But none have been as vital as the Dirtbags, saying, “I realized they are here to help me and we bonded. The coaching camps have helped too. Always helping with fundamentals and my swing – even how to throw better.”

Because the style of play he takes on the diamond, Andrews started to get some attention.  Again, the theme of opportunity leading to opportunity factored again as his Dirtbags team played on the campus of NCWC during an Impact Baseball event.

This led to contact with the school’s baseball coaches, and as one thing leads to another, he attended a camp to get to know the Battling Bishops even better.  Hamilton ability to make connections with the staff, the culture of the school and the direction of the program all seemed to lead him to make the commitment to continue his playing and academic pursuits at the Division III institution.

But the pieces are still being put in place and the work isn’t done to make himself an even better player.  The off-season brings more opportunity where he plans to get stronger and, yes, even faster. He will continue to work on his game and plans to keep taking those 300 cuts a day on a tee as directed by Axel Smith.

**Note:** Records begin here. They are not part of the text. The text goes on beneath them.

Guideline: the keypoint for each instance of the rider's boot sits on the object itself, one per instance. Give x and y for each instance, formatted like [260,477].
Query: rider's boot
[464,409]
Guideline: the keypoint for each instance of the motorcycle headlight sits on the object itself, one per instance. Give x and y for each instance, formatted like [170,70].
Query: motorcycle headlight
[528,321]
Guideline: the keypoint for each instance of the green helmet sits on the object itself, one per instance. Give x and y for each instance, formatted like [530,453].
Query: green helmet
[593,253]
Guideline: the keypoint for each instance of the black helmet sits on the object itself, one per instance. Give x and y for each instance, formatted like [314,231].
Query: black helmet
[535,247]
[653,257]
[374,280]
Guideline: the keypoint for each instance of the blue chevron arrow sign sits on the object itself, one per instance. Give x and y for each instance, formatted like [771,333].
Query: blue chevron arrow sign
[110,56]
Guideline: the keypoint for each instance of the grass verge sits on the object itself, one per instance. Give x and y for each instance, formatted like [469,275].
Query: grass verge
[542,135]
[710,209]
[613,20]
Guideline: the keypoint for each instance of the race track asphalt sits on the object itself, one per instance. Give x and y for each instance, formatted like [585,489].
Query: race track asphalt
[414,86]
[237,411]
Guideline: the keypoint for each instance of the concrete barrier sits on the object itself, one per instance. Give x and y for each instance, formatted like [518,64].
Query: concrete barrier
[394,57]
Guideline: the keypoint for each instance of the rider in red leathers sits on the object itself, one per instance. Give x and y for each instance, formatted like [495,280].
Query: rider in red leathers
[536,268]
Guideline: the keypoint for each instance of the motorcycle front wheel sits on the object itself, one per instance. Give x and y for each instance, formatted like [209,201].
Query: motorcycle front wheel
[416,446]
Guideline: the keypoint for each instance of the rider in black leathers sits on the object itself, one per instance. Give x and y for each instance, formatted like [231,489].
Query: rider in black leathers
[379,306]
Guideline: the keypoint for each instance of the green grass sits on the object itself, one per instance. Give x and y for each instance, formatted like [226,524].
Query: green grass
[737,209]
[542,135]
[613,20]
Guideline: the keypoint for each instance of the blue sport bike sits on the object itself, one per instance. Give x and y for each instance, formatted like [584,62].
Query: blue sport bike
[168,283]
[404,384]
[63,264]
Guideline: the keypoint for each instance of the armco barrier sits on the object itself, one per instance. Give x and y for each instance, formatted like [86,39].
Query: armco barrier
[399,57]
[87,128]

Assuredly, more opportunities are in the works for Hamilton Andrews and he’s learned that they come as a result of taking advantage of the opportunities right in fron of you.  And with his attitude he won’t miss them because he’s seen the results in his own game.

 

Pete Maldonado

Pete Maldonado

  Seeing events unfold before they take place is something Pete Maldonado takes pride in being able to do. No, Pete isn’t a psychic, nor does he work at a carnival, but as a 2021 uncommitted catcher out of Heritage High School in Wake Forest, NC, he finds plenty of benefit in being able to see the game and help his team make the proper moves from behind the plate.

These types of skills are attributed to being willing to pay attention to details and doing to the work it takes to advantage that which is recognized.  Pete excels at both.

Joining the Dirtbags as a freshman he has found plenty of those opportunities to learn while playing for some longtime organizational coaches like Trey Daly and Brent Haynes. 

Maldonado says those experiences provided him a lot but particularly, as he puts it,  “Learned a lot about game management.”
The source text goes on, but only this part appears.